As you can imagine having a child with disabilities is very overwhelming. You have your family/friends and even strangers you meet telling you to see this specialist or that doctor or try this therapy. With the cost of insurance, co-pays, time away from work, loss of work, doing every recommendation is almost impossible. We listened and researched every advice given to us.
Gianna's neurologist at the time didn't really think Gianna had any future. He told us to "go home and focus our attention on having another child". "the possibility of children with this severity of seizures usually don't make it past age 2 and we are lucky if she would make it till age 5". We don't know why doctors do this, try to bring parents down at our lowest point. Looking back now, he probably was just trying to be honest and this was his bedside manner of fact. We have always believed that just because it is or isn't in a text book, doesn't mean it is or isn't possible. New theories/advances and new explorations of the brain are being discovered that were once thought impossible. We have never stopped believing in Gianna. She is always surprising us. Gianna is amazing, strong and believes she can too.
CDG (Congenital Disorders of Glycosylation) is a genetic metabolic disorder caused by defective synthesis of N-linked oligosaccharides. Incorrect synthesis affects the overall biologic functions for every cell stability and communication. The subtype and severity varies from child to child. CDG is caused by defects any one of 100’s of genes used to make or add sugar chains on many thousands of proteins in the body. Without these sugar chains the proteins don’t work normally. Even children with the same type can have different appearances and severity, and that makes it hard for doctors to recognize.
Click to learn about CDG:
When Gianna was a born, we didn't know she had any problems. Gianna was a normal delivery, attentive to voices and had no feeding problems the day she was born. Before being released from the hospital, a routine Hep B shot was given. (2 days old). The following day, she wouldn't eat/latch on, and would not stop crying. The Doctor told us she had mild jaundice and a colicky baby. The doctors gave us Zantac, and told us she had GERD. Within the next 5 months, we were in/out of the doctor’s office due to reflux/gerd, constant crying/colicky and feeding issues.

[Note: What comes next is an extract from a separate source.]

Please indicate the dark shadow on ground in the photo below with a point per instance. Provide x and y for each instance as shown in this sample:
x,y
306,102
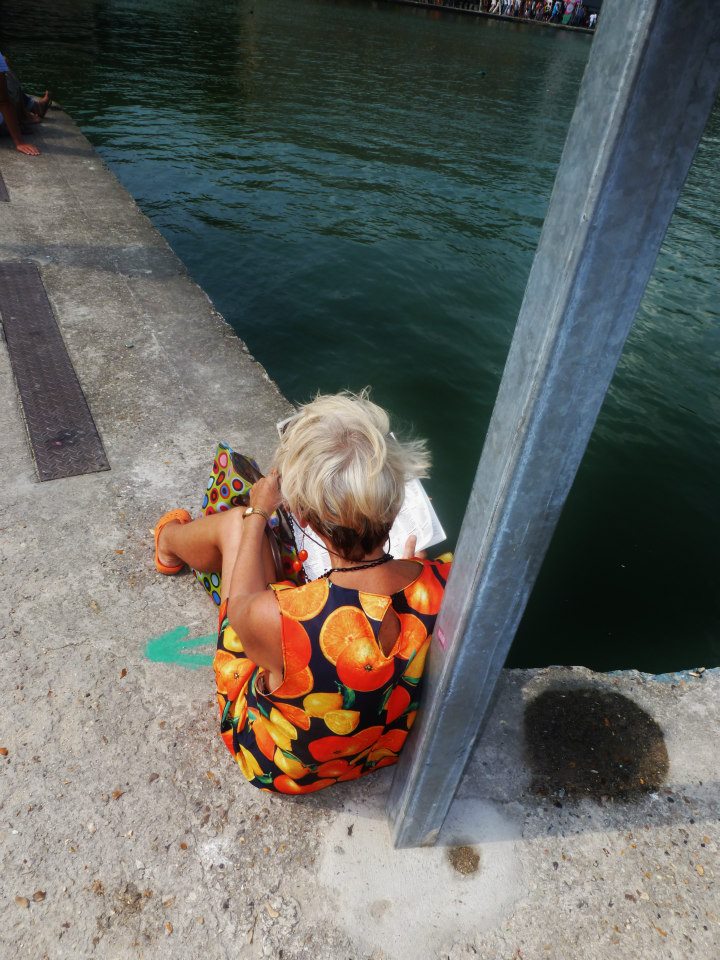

Gianna's onset of seizures started immediately after her first set of immunizations shots at 2 months old. That was when the eye rolling started. The twitching began after the 2nd set (4 months) and she had her first grand-mal seizure. The ER said it was febrile. The 3rd set (6 months), the grad-mal began to become frequent. Gianna was in/out of the hospital every few weeks from uncontrolled seizures and pneumonia due to aspiration issues. Gianna was diagnosed with epilepsy at 6 months old and was given Phenobarbital. She had difficulty swallowing and couldn't handle her own saliva. We had to suction her constantly to avoid aspiration pneumonia. Gianna lost all head control, didn't reach for toys, hands were always clenched into fist, and stopped rolling on the floor. Gianna's pediatrician was concerned because her arms were continuously in extension and she no longer showed any eye contact.
At 10 months, she was fed only by G-tube, had a variety of seizures lasting 30 seconds to 5 minutes up to 100++ seizures a day and would become lethargic after each seizure. Any body stress such as illness, over-tired and even temperature change would increase her seizure activity. Gianna was shown to have a broad range of seizures all over the brain. The majority of her seizures were a-typical absence associated with Lennox Gastaut Syndrome (LGS). We went to every specialist imaginable with no luck finding an underlining diagnosis. Since Gianna didn’t show any characteristics of any known metabolic disorder, they suspected that she created her own disorder unique to her. Gianna had severe developmental delay, could not eat by mouth due to aspiration issues, subject to re-occurring illness, hypotonic, reflux, would not use her hands, did not give you eye contact and had no head control. Doctors told us that Gianna would never be “normal” and most likely would not live past 5. At age 1, we switched pediatricians and discontinued her vaccinations. Although we know today that the vaccination shots were not the cause of her disorder, we feel that it contributed to the severity.
At 1 ½ years old, we were still on a mission to find her diagnosis. We think having this mission helped our healing process of getting through knowing our little girl wasn’t getting better and might not make it. Due to Gianna's swallowing issues, we only fed her during Vital Stim therapy. Vital Stim is a non-invasive external electrical stimulation therapy to help muscle strengthening and swallowing. It was during this feeding time, we noticed when we gave Gianna foods high in carbohydrates/sugars, she would have these larger, longer tonic clonic seizures where she would turn blue. As parents, we felt she had to have an underlining condition where she couldn't process these types of foods. With the help of her Metabolic Doctor, this finally led us to the Diagnosis of CDG. At age 2 1/2, Gianna was diagnosed with CDG. (Congenital Disorders of Glycosylation) Type 1/subtype unknown. Age 8, Gianna was Diagnosed with CDG1k (subtype k).